According to the National Finance Corporation, most mortgage insurance companies will provide Lenders Mortgage Insurance for a variety of residential home loans, including owner-occupied home loans, property investment loans, construction home loans, home improvement or extension loans, interest-only loans, some low documentation loans, home improvement or extension loans, principal and interest loans, and bridging finance loans.
 
Lenders Mortgage Insurance providers
 
In Australia, there are five companies that provide Lenders Mortgage Insurance:
 
Genworth
QBE LMI
Westpac LMI (WLMI)
St George LMI (SGLMI)
ANZLMI

As a borrower, you generally wouldn’t have any contact with the home loan insurer because your lender selects the home loan insurer, not you.
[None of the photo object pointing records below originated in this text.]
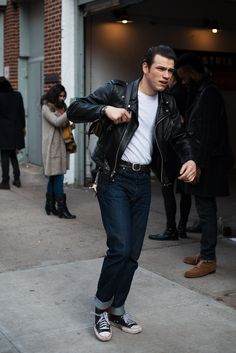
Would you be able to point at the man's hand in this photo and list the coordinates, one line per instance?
(188, 171)
(117, 115)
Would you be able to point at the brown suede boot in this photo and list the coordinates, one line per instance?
(203, 268)
(192, 260)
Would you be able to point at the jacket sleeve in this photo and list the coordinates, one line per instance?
(180, 140)
(88, 109)
(53, 119)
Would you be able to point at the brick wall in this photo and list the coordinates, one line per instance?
(11, 41)
(52, 42)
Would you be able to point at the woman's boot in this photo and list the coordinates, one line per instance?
(50, 204)
(63, 211)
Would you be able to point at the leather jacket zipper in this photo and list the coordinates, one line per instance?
(117, 152)
(158, 146)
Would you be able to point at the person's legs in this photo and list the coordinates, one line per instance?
(124, 201)
(15, 167)
(170, 232)
(50, 206)
(207, 211)
(5, 155)
(185, 207)
(60, 197)
(206, 262)
(124, 205)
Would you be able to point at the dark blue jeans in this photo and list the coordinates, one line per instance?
(55, 185)
(124, 202)
(207, 212)
(6, 156)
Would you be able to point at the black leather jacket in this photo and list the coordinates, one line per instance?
(115, 138)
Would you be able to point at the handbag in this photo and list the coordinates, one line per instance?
(69, 140)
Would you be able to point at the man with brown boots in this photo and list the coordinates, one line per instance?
(207, 124)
Each home loan insurer has its own criteria for evaluating the borrower and the property, and it decides whether or not a home loan can be insured. Because of this, it’s possible that your lender may approve your home loan application, but the home loan insurer won’t. In that case, you won’t be able to get a home loan unless your lender decides to try another insurer.
 
The cost of Lenders Mortgage Insurance
 
How much you’ll pay for Lenders Mortgage Insurance depends on a number of things, including the size of your loan. The bigger your home loan, the higher the risk that the lender assumes when they loan you the money. The higher the risk, the higher the cost to insure your loan. Another factor in determining the cost is your deposit. The smaller your deposit, the more you’ll pay for LMI because the lender is shouldering a greater portion of your loan. The type of loan product you choose also has an impact on how much you’ll pay. A lenders mortgage inusrance calculator can help give you an estimate on what payment you will need to make.
 
You can pay for LMI upfront, in a single premium, or it can be capitalised into your home loan. The benefit of paying it upfront is that it’s done; the benefit of paying it over time is that your upfront costs will be reduced, and it’s that much less money you’ll have to bring to the table.
 
With most insurance policies in Australia including LMI, state and federal government taxes are applied to the premium. These include stamp duty and GST based on the amount or premium being applied to the loan if it is insured.
 
 Lenders Mortgage Insurance exceptions


There are a couple of ways to avoid paying for Lenders Mortgage Insurance. The first way is to have a deposit that’s more than 20 per cent. If you don’t have that, the only other way that you’re getting out of getting it is to have a guarantor on your loan. Having a deposit that’s greater than 20 per cent is pretty simple, although it can take a very long time to save up the amount required to buy a home, especially for first-time home buyers in Australia’s biggest cities.
 
A guarantor is an immediate family member who allows the equity in their own property to be used as additional security for your loan. This guarantee means that should you not be able to repay your loan, the guarantor becomes responsible for all of it – principal, interest, and any additional fees. Once you have paid off part of your loan or your property has increased in value, you can apply to remove the guarantee.

 
Is Lenders Mortgage Insurance necessary?
 
Although Lenders Mortgage Insurance protects the lender in the event that you default on your loan, there is some benefit to you, the home buyer. If lenders home loan insurance didn’t exist, then lenders wouldn’t be able to offer competitive home loan rates to borrowers who are getting high ratio home loans. Rather than assuming all of the risk, lenders share the risk with home loan insurers. So although you’re paying lenders home loan insurance, you’re benefitting from paying less interest on the total home loan amount.
 
Obviously having as big of a deposit is the best option if you’re buying a home, as it ends up saving you money in the long run. But if you can’t wait to save all of that cash – or don’t want to use all of your available cash up front, then lenders home loan insurance allows your lender to rest easy that they’ll be taken care of should you not be able to afford your home loan.